The heterogeneous system architecture which leverages multicore computing paradigm has become increasingly popular. Nevertheless, timing minimization is still a critical design challenge. Buffer insertion for bundled single-walled carbon nanotubes (SWCNTs) is capable of significantly improving circuit timing of signal nets with limited buffer deployment. However, due to the imperfection of fabricating long straight carbon nanotubes, there exist significant variations on the critical CNT geometric parameters such as the diameter and density, which will affect the circuit performance. On the other hand, the prevailing CNT fabrication uses Chemical Vapor Deposition, where the unidimensional spatial correlation manifests strongly.

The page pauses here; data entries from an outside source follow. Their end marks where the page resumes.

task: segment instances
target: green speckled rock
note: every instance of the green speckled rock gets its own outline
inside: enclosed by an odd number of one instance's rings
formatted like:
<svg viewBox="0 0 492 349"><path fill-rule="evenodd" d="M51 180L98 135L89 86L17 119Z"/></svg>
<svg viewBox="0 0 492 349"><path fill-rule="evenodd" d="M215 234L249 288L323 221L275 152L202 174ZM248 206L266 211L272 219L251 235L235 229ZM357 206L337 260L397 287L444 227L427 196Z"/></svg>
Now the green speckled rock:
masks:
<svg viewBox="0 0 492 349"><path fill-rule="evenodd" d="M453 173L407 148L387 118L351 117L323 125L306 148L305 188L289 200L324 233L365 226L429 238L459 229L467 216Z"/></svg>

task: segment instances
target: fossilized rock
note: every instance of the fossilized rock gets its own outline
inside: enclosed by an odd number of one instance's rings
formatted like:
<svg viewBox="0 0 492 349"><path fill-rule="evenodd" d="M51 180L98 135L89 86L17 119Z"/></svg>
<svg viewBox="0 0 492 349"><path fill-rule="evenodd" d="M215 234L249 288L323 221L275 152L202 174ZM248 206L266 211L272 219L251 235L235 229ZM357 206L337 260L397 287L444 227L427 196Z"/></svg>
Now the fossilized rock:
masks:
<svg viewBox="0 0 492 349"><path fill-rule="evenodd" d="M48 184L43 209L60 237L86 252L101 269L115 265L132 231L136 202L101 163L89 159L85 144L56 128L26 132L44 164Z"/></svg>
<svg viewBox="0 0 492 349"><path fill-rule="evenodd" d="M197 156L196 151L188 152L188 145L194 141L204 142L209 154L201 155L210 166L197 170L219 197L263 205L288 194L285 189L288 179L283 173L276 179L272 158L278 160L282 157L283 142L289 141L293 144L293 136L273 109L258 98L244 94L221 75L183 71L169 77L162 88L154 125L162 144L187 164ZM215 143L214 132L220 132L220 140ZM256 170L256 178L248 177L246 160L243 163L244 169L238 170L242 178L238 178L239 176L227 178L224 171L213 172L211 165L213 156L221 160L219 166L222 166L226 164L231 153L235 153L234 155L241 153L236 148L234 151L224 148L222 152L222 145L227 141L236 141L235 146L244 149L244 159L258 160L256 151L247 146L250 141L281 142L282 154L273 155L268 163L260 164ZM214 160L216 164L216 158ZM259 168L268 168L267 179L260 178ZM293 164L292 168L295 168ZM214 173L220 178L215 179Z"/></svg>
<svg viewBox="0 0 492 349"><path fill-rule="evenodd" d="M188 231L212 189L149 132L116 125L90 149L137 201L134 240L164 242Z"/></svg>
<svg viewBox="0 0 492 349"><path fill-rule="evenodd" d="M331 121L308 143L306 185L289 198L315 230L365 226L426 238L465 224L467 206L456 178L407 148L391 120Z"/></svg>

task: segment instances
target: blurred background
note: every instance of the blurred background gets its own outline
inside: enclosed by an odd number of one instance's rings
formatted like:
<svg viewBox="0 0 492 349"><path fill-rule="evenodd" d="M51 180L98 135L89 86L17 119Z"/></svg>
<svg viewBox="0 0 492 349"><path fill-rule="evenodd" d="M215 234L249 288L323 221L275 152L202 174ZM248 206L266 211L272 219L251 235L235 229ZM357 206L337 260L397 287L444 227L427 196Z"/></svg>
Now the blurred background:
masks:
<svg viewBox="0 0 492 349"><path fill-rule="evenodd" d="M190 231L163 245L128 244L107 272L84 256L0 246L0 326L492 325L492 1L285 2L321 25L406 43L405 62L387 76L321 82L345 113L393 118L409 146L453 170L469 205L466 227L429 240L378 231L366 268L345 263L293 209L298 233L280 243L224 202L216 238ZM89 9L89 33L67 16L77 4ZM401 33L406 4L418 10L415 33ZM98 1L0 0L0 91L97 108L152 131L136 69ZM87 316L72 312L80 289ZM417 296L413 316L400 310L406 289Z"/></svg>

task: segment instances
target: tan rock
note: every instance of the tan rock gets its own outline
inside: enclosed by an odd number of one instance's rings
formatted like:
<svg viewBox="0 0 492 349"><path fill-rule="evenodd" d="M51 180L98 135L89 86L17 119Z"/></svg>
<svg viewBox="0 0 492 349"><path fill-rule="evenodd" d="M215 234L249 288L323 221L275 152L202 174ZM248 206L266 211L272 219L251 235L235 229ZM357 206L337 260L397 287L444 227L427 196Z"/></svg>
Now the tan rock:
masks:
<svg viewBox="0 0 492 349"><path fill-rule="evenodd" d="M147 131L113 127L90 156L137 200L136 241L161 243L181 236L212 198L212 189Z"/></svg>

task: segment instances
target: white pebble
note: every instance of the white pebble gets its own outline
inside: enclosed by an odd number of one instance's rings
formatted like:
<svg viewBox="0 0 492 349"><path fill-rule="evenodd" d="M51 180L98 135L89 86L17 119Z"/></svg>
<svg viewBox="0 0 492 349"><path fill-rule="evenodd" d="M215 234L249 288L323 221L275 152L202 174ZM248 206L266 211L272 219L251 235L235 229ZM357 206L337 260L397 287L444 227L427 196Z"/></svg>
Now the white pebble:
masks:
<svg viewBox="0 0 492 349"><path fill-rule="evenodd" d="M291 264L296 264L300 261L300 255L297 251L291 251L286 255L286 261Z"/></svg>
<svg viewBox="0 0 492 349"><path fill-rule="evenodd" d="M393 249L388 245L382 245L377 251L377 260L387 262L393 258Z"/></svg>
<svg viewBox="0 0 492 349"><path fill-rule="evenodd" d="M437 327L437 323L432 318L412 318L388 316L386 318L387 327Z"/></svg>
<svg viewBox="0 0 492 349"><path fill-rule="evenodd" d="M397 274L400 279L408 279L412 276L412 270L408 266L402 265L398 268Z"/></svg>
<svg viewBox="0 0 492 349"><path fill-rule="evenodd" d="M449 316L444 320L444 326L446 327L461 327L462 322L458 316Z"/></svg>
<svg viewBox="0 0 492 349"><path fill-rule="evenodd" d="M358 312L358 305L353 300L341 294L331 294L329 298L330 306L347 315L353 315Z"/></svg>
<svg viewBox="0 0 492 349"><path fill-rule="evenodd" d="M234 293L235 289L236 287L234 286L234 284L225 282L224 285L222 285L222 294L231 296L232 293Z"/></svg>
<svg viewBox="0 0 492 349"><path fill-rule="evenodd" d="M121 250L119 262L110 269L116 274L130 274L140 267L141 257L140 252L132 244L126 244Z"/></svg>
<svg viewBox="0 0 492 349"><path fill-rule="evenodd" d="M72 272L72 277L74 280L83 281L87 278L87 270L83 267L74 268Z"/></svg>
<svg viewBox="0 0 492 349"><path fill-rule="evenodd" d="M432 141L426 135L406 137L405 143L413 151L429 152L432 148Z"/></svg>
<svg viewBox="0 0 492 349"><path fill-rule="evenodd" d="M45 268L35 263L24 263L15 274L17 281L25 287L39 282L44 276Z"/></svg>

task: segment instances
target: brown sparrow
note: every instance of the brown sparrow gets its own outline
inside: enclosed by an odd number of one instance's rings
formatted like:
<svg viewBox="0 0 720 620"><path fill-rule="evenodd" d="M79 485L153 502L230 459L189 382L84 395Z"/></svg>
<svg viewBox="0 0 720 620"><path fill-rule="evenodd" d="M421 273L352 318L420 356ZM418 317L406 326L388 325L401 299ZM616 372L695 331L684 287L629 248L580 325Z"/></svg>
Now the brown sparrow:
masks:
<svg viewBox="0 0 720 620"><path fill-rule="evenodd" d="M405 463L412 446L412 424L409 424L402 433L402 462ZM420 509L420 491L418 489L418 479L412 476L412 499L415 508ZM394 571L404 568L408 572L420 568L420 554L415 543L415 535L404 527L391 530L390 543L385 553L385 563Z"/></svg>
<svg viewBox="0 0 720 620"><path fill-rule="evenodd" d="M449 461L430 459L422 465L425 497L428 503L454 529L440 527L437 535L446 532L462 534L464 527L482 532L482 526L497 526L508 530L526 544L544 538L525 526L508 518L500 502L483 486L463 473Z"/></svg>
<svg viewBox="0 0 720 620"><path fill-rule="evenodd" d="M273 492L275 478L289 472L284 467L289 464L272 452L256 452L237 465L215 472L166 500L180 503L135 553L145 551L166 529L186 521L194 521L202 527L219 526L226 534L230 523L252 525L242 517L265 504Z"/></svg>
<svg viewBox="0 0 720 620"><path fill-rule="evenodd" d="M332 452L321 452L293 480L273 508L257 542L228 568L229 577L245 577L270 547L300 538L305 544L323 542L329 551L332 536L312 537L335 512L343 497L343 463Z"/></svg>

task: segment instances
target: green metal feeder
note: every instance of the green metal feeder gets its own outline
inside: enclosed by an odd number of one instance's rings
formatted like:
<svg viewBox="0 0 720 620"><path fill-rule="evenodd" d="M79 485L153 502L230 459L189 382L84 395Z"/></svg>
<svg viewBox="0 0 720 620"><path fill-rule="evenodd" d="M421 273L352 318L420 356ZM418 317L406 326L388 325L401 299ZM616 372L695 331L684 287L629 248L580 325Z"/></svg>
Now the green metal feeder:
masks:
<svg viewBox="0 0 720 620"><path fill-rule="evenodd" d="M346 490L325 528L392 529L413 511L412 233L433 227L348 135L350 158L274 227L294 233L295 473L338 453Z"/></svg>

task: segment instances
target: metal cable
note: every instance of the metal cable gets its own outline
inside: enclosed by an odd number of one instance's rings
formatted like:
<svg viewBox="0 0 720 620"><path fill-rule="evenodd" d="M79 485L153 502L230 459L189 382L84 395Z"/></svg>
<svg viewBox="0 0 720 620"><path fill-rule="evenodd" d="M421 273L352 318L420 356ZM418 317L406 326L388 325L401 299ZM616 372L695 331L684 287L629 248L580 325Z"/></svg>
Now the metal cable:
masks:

In this work, a unidimensional variation aware stochastic SWCNT interconnects buffering algorithm is developed to handle fabrication variations of CNTs in buffer insertion. To improve its time complexity, a novel importance sampling based timing evaluation technique is proposed considering unidimensional correlations of variations. The simulation results demonstrate that the unidimensional variation aware importance sampling based stochastic SWCNT interconnects buffering algorithm on average saves more than 30 percent buffer area over copper buffering while satisfying timing constraints. In addition, our proposed stochastic algorithm achieves much better performance than the best case design and the worst case design in terms of timing and buffer cost.